Dinner with my level 4 class for our ending party. Chan, the girl on my left, is adorable and told me a lot about the role of women in society.











Dika and Mony, showing me what's for dinner and how to manouver with the chopsticks.












Fresh shrimp, vegetable patties, and veggies. Typical.















Gift giving. Complete with a card where they all professed their love for me.










Two of my favorite students, Dika and Chan.













Pre-party photos in front of our University. Lucy is their other teacher who teaches them writing. I felt a little underdressed next to her. Also, notice the hand signals in these pictures. If you're traveling to Asia soon, you better learn some of them.






Pannasastra University of Cambodia... Chatanimuk Campus. There are 4 campuses around Phnom Penh. Luckily I taught at the one that is right around the corner from my house. I could easily walk in 5 minutes, but often my students often to take me on their moto.









Two of my students brought Val and I to Psar Toul Tom Poung market in Phnom Penh, where they could help us navigate. They bargained for us, because as a westerner it's hard to get a fair price in the market. They also told us about the traditional use for things, their history, and their culture. They are both 19 years old, and are incredibly sweet. As a thank you, Val and I took them out to lunch for some western food, and it was fun showing them about cheese.

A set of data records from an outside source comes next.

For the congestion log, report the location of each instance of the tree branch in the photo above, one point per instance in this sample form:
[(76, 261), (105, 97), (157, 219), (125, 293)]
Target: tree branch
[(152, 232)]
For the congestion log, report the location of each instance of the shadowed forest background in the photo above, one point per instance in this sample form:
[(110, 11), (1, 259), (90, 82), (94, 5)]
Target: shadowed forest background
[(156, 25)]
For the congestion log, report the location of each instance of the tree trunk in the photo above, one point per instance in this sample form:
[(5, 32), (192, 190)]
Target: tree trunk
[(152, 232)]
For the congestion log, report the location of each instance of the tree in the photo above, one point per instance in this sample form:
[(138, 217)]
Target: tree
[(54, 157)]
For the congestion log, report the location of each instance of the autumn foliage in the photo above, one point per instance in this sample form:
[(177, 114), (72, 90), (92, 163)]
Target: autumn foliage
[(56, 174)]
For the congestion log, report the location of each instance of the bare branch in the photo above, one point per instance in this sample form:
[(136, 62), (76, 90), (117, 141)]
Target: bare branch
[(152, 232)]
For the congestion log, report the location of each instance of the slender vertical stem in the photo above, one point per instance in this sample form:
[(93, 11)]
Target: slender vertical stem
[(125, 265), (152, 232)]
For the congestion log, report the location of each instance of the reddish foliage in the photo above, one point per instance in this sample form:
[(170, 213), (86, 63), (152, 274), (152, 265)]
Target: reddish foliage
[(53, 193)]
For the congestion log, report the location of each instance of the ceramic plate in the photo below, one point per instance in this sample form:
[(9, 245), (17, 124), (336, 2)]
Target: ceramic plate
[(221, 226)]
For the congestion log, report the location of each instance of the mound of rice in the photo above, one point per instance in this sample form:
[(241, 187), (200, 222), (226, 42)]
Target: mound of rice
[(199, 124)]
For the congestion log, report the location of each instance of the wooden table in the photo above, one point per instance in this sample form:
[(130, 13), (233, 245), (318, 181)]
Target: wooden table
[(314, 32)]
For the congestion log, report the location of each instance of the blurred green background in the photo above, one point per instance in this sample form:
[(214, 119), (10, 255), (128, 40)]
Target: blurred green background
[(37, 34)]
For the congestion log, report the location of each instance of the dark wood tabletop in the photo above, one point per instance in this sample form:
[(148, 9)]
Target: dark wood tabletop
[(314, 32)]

They also seemed surprised that we ate different food for breakfast. In Cambodia, Breakfast lunch and dinner is the same... Rice with meat and vegetables or Noodles with meat and vegetables.






Lida and Ti, trying out western food.









Val's mom comes next wednesday, and then a week from Saturday we will be heading to Vietnam. I'm excited to do some more traveling. I hope to have some good stories for you when we get back!